# Tivo for existing customer?



## Jtater (Jun 24, 2003)

Does anyone have any idea how an existing customer could go about getting DTV to send them a Tivo receiver? Any info would be of assistance. Thanks in advance for your replies.


----------



## bills976 (Jun 30, 2002)

Best deal I know of is directly through Directv. From Tivocommunity:

DIRECTV DVR with TiVo for $159, plus $24.95 shipping and handling. The dual tuner installation is included.

FOR EXISTING DIRECTV CUSTOMERS ONLY
New DVR Friends and Family Offer

Do you know any DIRECTV customers who are interested in the new DIRECTV DVR with TiVo? Then take advantage of the newest Friends and Family offer.

Applicable to existing DIRECTV customers only, the offer provides a DIRECTV DVR with TiVo for $159, plus $24.95 shipping and handling. The dual tuner installation is included.

Three thousand new DIRECTV DVR with TiVo units have been allocated for this test program, which is only available online through purchases made at the DIRECTV.com Web site. This offer will expire June 30, 2003, or when all 3,000 units have been sold. Remember, this program is valid for existing DIRECTV customers only.

All orders need to be placed at http://www.directv.com using the special DVR Friends and Family offer code "FFDVR."

DVR Friends and Family offer code "FFDVR." DVR Friends and Family offer code "FFDVR."


----------



## gator2 (Jun 7, 2003)

Jtater said:


> Does anyone have any idea how an existing customer could go about getting DTV to send them a Tivo receiver? Any info would be of assistance. Thanks in advance for your replies.

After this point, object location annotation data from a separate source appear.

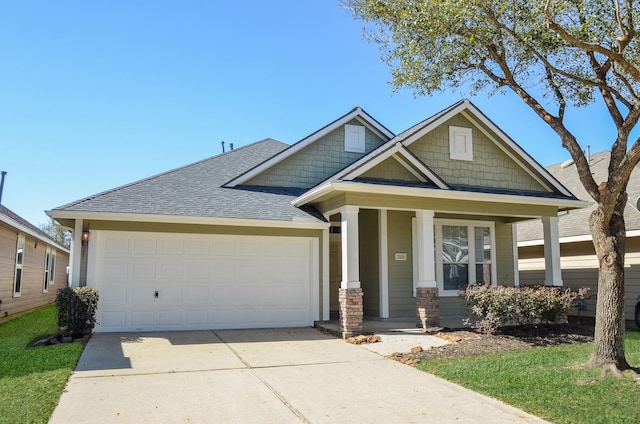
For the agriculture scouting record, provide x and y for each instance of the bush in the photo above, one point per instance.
(496, 306)
(77, 310)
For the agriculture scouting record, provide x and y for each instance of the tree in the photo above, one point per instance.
(553, 54)
(57, 232)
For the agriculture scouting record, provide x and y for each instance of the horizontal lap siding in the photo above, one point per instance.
(580, 269)
(32, 274)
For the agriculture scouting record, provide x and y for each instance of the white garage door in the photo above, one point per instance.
(165, 281)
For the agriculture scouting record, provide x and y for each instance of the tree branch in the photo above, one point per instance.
(593, 47)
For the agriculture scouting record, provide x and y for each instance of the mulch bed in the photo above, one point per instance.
(469, 342)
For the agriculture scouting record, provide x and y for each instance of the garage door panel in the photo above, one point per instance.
(203, 281)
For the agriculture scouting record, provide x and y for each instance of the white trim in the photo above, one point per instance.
(514, 246)
(76, 255)
(178, 219)
(354, 186)
(325, 275)
(384, 263)
(357, 113)
(24, 229)
(467, 133)
(571, 239)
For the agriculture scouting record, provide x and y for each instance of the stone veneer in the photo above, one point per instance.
(427, 307)
(351, 311)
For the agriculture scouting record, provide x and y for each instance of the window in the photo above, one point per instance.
(460, 143)
(464, 254)
(354, 138)
(17, 281)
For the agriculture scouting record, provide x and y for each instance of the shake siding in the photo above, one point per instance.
(32, 273)
(316, 162)
(401, 300)
(490, 167)
(369, 261)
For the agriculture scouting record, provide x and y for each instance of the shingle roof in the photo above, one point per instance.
(575, 222)
(196, 190)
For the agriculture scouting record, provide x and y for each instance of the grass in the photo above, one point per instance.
(32, 379)
(549, 382)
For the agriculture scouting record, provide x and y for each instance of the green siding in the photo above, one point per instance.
(399, 240)
(369, 261)
(491, 167)
(390, 169)
(316, 162)
(504, 254)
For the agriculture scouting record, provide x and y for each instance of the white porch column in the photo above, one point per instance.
(76, 254)
(350, 248)
(426, 250)
(553, 272)
(325, 274)
(384, 264)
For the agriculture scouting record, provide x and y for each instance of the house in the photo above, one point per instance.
(32, 265)
(352, 220)
(577, 256)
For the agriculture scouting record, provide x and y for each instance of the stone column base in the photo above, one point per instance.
(427, 307)
(351, 311)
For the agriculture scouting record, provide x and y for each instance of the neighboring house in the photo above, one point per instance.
(577, 255)
(32, 265)
(348, 220)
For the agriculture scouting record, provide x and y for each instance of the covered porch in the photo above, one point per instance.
(387, 266)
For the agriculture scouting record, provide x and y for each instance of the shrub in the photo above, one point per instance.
(77, 310)
(496, 306)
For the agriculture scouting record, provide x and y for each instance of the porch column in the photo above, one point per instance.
(427, 303)
(76, 254)
(553, 272)
(350, 295)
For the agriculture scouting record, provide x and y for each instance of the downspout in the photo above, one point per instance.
(2, 173)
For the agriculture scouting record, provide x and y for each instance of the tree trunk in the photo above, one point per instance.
(609, 242)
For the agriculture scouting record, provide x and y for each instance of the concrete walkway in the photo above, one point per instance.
(260, 376)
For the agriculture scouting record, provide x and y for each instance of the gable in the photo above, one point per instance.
(484, 163)
(317, 161)
(390, 169)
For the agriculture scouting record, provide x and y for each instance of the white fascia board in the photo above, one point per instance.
(352, 186)
(571, 239)
(357, 113)
(26, 230)
(178, 219)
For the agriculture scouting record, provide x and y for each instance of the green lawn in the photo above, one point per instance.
(32, 379)
(549, 382)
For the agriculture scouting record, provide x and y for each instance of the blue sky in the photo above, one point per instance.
(96, 94)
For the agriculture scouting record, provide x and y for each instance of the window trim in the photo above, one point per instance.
(470, 224)
(358, 145)
(19, 266)
(467, 154)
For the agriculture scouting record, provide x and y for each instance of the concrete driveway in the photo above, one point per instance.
(260, 376)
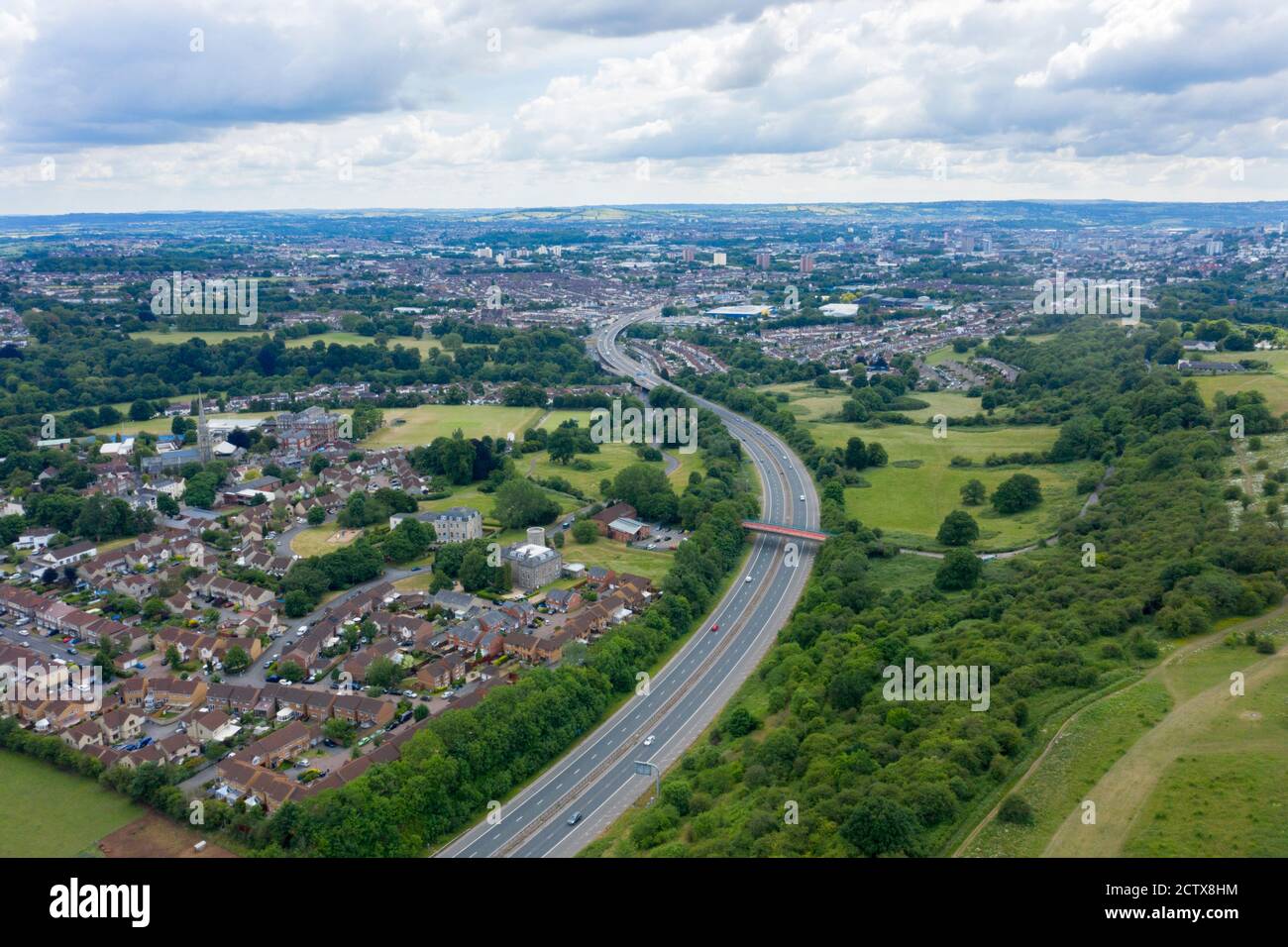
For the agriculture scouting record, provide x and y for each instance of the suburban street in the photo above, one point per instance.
(597, 779)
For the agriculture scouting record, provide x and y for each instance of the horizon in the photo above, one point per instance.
(632, 206)
(147, 107)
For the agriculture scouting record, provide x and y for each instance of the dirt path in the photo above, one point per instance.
(1124, 789)
(1153, 674)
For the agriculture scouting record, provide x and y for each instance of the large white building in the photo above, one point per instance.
(455, 525)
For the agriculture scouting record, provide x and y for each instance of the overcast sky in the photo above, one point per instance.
(168, 105)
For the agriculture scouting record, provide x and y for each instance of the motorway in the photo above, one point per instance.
(597, 779)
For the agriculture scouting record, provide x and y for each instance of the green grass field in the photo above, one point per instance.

I just returned to Directv!! I was one of the original Directv customers but switched to Dish Network 2 years ago. I called Directv last week and asked for the 'cancellation team'. Their original offer was for new Hughes Direct Tivo Series 2 and a standard receiver for my girls bedroom for $199.00 plus $49.00 install with 6 months of Showtime and any other package for $2.00. I called back again and got a different team member and he said they had a new promotion for existing/returning customers for the DirectTivo and another standard receiver for $99.00 with FREE install and the programming above!! Needless to say, I am back with Directv. I love the Tivo functions but a hate how slow the program guide compared to the guide I had in my Dish PVR 501. Definately needs a software upgrade to speed it up.....otherwise I love my new Direct Tivo. Good luck!


----------



## Jtater (Jun 24, 2003)

Figured I would update my thread with my favorable outcome. I placed a call to the retention department and asked the why it's cheaper for me to cancel DTV, pay the early termination fee and get a DN dvr. So the end of search came when I was offered the Tivo unit for $99 with free shipping and installation. So I will now join the ranks of DTV Tivo service.


----------



## pez2002 (Dec 13, 2002)

gator2 said:


> I just returned to Directv!! I was one of the original Directv customers but switched to Dish Network 2 years ago. I called Directv last week and asked for the 'cancellation team'. Their original offer was for new Hughes Direct Tivo Series 2 and a standard receiver for my girls bedroom for $199.00 plus $49.00 install with 6 months of Showtime and any other package for $2.00. I called back again and got a different team member and he said they had a new promotion for existing/returning customers for the DirectTivo and another standard receiver for $99.00 with FREE install and the programming above!! Needless to say, I am back with Directv. I love the Tivo functions but a hate how slow the program guide compared to the guide I had in my Dish PVR 501. Definately needs a software upgrade to speed it up.....otherwise I love my new Direct Tivo. Good luck!


Congrats on rejoining Directv ))))))

Feeling the joy since 12-14-02 
Cue the Music


----------



## jasonf (Jul 11, 2002)

It's much better over here


----------